A Painful Search for Common Ground


As I lay in the dark very early Wednesday morning, this was who I pictured first: Maria, my former student, without documents, wondering now whether she will be able to finish college; Sam, a high school transgender student who wants to shower after running cross-country; Frank, my African-American colleague who worries for his young children. I could touch their fear. I could not sleep.

Later, as the sun rose, I heard from my brother who voted for Trump because he didn’t trust Hillary Clinton. I heard from Bill, a former student who believed Clinton was too closely tied to big banks and Wall Street, and Diane, who lives in a small town left behind in the new economy. These are people I like, trust and respect. I did not agree with them, but I do not doubt their sincerity.

I believe in my heart that there is common ground in America, and we must find that common ground. I do not believe that half of our nation endorses the platform of animosity that underlaid Trump’s campaign. Many of us fear for our futures. Will we have a job? Will we be able to pay for health care? Will there be respect for the practice of our faith, and for our values of family and hard work? These questions led many voters to Donald Trump.

Still, it is a simple fact that Trump’s campaign has wakened our nation’s slumbering beast of anger and hatred, targeting minorities, immigrants, gays and lesbians. We have already seen, in just these past few days, a rise in attacks and bullying in playgrounds and on the streets.

We cannot leave anyone alone to face violence and bigotry. We will be called upon to stand with one another, with the most vulnerable people in our society.

I badly need to be joined by my family and friends who supported Trump, proving with their presence that they were not voting for racism and discrimination. I don’t expect us to come together in this way, however. For the most part these same friends and relatives live in small towns scattered around the country. Or they live one block away yet seem to rarely cross paths with those who will be hurt most - just as I rarely cross paths with those who have lost manufacturing jobs and see no options in their future.

It is going to be a while before I can take my own steps towards reconciliation. Right now, I wake up in the night with a knot in my stomach. My fear for our future includes speeding our slide toward global warming, a failure to protect our environment, diminished health care, and escalation rather than negotiation of international conflicts.

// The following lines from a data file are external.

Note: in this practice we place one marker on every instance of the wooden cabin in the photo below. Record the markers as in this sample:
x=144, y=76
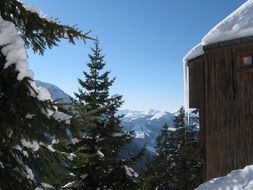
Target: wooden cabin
x=220, y=85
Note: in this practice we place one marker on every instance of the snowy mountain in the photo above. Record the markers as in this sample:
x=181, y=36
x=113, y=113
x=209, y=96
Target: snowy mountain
x=56, y=93
x=146, y=125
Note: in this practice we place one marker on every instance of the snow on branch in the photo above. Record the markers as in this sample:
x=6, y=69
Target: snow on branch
x=236, y=180
x=14, y=50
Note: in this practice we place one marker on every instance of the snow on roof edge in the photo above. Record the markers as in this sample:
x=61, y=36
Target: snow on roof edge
x=194, y=52
x=236, y=25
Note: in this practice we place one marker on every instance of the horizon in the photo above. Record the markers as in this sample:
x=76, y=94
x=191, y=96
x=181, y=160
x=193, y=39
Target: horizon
x=144, y=49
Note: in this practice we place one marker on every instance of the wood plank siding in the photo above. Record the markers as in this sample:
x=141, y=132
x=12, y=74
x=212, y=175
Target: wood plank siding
x=225, y=100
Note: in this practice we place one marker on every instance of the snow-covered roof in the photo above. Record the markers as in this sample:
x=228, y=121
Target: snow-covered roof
x=237, y=25
x=236, y=180
x=194, y=52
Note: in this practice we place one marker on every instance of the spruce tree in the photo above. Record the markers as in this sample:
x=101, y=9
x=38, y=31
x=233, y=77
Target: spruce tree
x=177, y=165
x=27, y=115
x=104, y=139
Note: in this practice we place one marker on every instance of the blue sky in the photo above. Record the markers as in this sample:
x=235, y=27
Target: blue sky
x=144, y=42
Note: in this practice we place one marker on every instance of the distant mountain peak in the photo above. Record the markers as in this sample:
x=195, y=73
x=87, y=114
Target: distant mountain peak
x=57, y=94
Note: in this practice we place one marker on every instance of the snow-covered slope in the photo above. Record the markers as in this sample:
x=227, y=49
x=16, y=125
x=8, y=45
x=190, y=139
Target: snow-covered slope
x=236, y=180
x=56, y=93
x=145, y=124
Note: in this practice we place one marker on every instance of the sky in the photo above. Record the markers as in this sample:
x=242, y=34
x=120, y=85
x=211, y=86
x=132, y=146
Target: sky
x=144, y=42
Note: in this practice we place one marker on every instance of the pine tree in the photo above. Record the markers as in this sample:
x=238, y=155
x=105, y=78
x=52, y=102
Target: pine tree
x=177, y=165
x=27, y=115
x=157, y=175
x=104, y=139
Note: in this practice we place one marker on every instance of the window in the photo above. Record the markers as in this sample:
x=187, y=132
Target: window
x=244, y=60
x=247, y=60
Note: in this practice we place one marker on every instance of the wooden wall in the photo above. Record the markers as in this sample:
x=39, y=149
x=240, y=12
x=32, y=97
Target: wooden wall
x=197, y=97
x=228, y=109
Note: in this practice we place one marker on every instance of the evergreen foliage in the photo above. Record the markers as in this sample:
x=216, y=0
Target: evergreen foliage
x=26, y=157
x=103, y=139
x=177, y=165
x=38, y=31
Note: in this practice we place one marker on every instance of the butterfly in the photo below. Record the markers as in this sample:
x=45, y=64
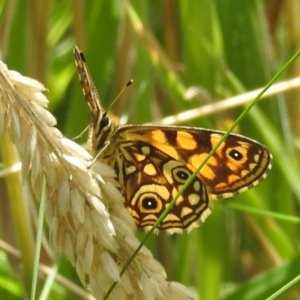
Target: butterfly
x=153, y=163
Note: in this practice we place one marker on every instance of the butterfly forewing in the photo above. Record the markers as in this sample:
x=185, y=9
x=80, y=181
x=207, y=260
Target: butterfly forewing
x=153, y=163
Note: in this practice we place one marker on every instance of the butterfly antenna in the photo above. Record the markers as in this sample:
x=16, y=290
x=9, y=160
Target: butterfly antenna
x=130, y=82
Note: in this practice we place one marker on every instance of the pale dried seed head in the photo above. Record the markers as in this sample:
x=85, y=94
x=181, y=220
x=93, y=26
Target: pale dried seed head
x=84, y=209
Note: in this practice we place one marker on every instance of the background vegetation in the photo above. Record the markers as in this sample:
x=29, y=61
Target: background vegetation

It would not have taken many votes for me to be sleeping better, for Democrats to be proclaiming a “mandate,” but the math would have been the same. We are a nation split apart, in many ways invisible to each other. Somehow, we have to build a bigger political majority that, I believe, reflects the true values and hopes of our nation.

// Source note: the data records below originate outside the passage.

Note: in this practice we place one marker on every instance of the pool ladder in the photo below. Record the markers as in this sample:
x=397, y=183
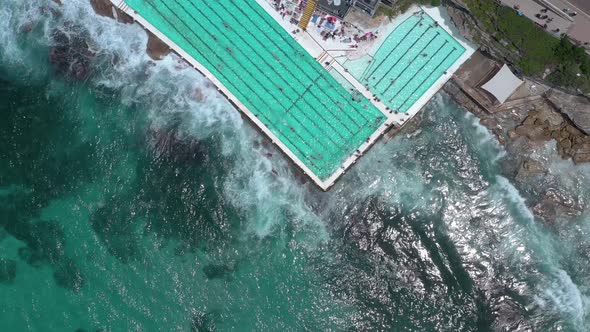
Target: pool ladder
x=122, y=5
x=307, y=13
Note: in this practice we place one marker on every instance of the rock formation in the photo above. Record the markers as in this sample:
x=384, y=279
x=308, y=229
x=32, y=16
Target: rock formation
x=70, y=53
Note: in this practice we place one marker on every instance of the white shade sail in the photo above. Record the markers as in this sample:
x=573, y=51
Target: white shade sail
x=503, y=84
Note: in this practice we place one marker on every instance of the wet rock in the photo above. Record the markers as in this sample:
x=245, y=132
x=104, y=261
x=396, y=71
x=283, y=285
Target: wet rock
x=103, y=8
x=71, y=54
x=573, y=131
x=555, y=203
x=532, y=132
x=512, y=134
x=7, y=270
x=123, y=17
x=530, y=168
x=576, y=108
x=156, y=48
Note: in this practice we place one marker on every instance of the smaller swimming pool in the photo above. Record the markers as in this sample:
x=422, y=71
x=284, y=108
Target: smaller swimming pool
x=412, y=58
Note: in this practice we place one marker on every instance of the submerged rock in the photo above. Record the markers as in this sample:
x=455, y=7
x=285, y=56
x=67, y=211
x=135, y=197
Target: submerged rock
x=71, y=54
x=167, y=144
x=217, y=271
x=203, y=322
x=103, y=8
x=156, y=48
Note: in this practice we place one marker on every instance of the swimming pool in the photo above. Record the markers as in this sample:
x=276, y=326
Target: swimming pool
x=272, y=75
x=412, y=58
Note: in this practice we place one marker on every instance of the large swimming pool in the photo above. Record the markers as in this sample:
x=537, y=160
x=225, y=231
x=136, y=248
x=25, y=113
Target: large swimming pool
x=271, y=74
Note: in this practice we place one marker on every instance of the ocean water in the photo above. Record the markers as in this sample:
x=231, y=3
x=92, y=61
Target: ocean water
x=134, y=198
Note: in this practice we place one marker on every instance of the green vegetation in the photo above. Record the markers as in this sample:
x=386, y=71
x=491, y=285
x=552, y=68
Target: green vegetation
x=401, y=6
x=536, y=50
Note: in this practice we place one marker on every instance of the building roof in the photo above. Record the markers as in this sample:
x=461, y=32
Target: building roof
x=334, y=7
x=503, y=84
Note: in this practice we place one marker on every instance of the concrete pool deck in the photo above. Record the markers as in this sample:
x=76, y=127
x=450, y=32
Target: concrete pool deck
x=315, y=49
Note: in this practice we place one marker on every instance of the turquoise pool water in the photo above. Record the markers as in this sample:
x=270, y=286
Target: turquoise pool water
x=257, y=60
x=412, y=58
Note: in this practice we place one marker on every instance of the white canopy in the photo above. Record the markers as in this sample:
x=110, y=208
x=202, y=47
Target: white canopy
x=503, y=84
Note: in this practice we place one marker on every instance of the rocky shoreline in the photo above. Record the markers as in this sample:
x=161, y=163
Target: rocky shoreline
x=559, y=116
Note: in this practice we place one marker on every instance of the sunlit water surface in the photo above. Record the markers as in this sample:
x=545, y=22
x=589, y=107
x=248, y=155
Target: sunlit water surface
x=137, y=199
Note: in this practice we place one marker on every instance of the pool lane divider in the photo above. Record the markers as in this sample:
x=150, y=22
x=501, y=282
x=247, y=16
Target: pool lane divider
x=250, y=116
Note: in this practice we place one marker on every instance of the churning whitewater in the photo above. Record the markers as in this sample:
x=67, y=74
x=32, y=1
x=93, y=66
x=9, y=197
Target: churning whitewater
x=134, y=197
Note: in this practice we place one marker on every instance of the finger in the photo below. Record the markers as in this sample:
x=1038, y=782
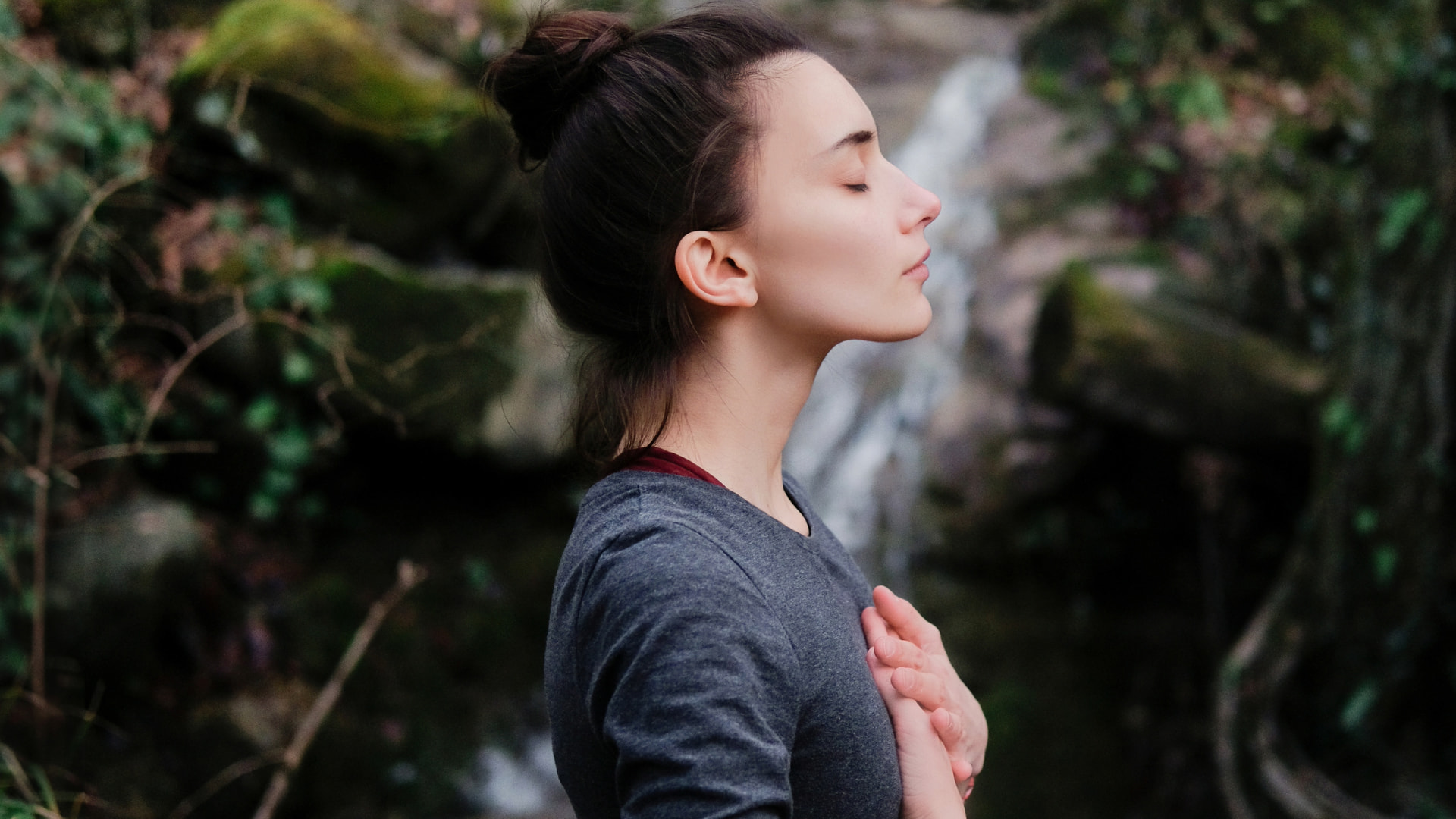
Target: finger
x=900, y=653
x=899, y=704
x=952, y=733
x=949, y=729
x=902, y=617
x=924, y=689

I plan to listen to the voices across the great divide, to learn from my friends and family about their hopes and fears. I know that I will disagree with much that I will hear, but I need to know their stories.

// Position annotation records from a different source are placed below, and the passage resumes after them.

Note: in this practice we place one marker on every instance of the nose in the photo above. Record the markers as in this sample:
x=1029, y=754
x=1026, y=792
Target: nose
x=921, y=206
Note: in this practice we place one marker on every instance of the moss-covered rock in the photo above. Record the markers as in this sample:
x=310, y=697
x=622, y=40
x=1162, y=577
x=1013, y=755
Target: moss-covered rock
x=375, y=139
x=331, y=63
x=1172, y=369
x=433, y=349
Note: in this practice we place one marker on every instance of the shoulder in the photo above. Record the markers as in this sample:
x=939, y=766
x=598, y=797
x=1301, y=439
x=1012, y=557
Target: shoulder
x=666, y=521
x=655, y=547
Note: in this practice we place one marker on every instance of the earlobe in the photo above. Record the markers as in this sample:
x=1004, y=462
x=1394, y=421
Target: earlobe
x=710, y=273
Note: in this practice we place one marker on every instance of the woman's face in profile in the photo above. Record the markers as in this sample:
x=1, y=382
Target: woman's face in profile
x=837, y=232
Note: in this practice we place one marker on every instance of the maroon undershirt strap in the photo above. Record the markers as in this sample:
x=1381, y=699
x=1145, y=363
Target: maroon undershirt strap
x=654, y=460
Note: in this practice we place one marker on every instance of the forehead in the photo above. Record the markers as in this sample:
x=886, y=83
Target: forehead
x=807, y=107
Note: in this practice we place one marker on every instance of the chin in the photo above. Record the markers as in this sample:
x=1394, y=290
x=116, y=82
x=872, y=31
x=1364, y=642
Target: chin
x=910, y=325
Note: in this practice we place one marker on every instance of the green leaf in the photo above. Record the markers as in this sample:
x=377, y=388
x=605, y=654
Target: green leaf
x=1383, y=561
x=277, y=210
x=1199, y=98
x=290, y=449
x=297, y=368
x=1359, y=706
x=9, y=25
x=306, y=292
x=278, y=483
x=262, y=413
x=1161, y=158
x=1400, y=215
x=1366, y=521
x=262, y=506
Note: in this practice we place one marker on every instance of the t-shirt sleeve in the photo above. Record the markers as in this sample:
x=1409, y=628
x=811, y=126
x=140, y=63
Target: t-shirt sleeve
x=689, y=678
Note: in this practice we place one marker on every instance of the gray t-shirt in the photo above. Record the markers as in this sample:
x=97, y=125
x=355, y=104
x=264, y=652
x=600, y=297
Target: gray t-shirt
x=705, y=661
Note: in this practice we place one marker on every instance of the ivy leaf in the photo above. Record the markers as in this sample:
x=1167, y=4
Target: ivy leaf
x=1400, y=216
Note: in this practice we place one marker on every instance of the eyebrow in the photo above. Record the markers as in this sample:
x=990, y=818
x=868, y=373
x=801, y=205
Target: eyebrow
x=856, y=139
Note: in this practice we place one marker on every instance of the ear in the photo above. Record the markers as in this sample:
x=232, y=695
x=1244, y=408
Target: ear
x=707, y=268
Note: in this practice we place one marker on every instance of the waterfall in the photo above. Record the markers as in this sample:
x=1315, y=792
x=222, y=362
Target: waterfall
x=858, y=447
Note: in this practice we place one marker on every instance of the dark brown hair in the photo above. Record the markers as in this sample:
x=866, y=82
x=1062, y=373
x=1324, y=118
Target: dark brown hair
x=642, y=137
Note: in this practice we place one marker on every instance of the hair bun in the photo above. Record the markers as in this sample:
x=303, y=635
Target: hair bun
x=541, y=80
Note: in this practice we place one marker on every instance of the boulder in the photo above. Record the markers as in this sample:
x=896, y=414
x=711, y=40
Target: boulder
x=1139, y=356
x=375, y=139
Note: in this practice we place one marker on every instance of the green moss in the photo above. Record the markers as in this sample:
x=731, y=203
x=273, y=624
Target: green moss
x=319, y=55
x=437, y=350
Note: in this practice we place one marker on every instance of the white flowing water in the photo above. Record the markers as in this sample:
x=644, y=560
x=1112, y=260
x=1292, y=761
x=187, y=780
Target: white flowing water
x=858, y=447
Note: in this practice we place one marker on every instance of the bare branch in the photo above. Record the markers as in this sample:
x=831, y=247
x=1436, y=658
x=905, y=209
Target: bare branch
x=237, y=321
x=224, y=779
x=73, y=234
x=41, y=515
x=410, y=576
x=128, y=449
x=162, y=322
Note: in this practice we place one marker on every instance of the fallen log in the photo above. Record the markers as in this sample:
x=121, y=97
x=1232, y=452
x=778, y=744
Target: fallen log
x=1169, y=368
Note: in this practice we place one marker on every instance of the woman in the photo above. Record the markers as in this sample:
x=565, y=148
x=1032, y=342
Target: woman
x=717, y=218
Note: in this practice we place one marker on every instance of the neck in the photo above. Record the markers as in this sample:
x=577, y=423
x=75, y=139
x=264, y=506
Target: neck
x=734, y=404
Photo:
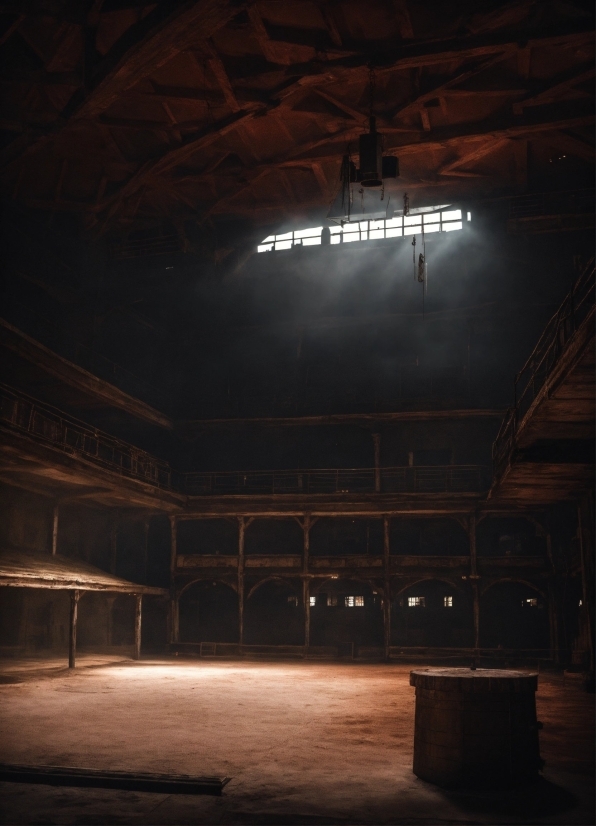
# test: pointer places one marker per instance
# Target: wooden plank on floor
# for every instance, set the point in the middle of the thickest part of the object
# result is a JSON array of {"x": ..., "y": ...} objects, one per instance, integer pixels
[{"x": 96, "y": 778}]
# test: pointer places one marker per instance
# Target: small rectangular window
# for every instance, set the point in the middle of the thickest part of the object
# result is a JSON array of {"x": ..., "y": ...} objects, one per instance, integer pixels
[
  {"x": 452, "y": 215},
  {"x": 308, "y": 233}
]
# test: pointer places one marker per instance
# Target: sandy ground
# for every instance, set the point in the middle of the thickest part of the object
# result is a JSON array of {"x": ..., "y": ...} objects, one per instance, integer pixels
[{"x": 302, "y": 742}]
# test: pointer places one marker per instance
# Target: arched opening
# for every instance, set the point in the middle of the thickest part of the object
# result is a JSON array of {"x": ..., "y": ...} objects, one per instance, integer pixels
[
  {"x": 432, "y": 613},
  {"x": 513, "y": 615},
  {"x": 273, "y": 537},
  {"x": 346, "y": 611},
  {"x": 274, "y": 614},
  {"x": 208, "y": 613},
  {"x": 428, "y": 537}
]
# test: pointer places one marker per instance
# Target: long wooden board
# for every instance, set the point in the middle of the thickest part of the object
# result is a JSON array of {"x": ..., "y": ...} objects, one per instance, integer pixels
[{"x": 96, "y": 778}]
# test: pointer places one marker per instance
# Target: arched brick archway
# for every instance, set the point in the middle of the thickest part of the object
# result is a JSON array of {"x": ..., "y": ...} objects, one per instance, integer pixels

I also plan to speak back across that same divide, not with a political platform but to share the stories of the very real people who will be directly affected by what I fear is  coming tsunami - my former students, my friends and neighbors. I want their names, and their lives, known.

We fight fear with hope. We find hope with action. I intend to act loudly, standing with the vulnerable. And I intend to act quietly, trying to learn and to share and to seek a broader common ground.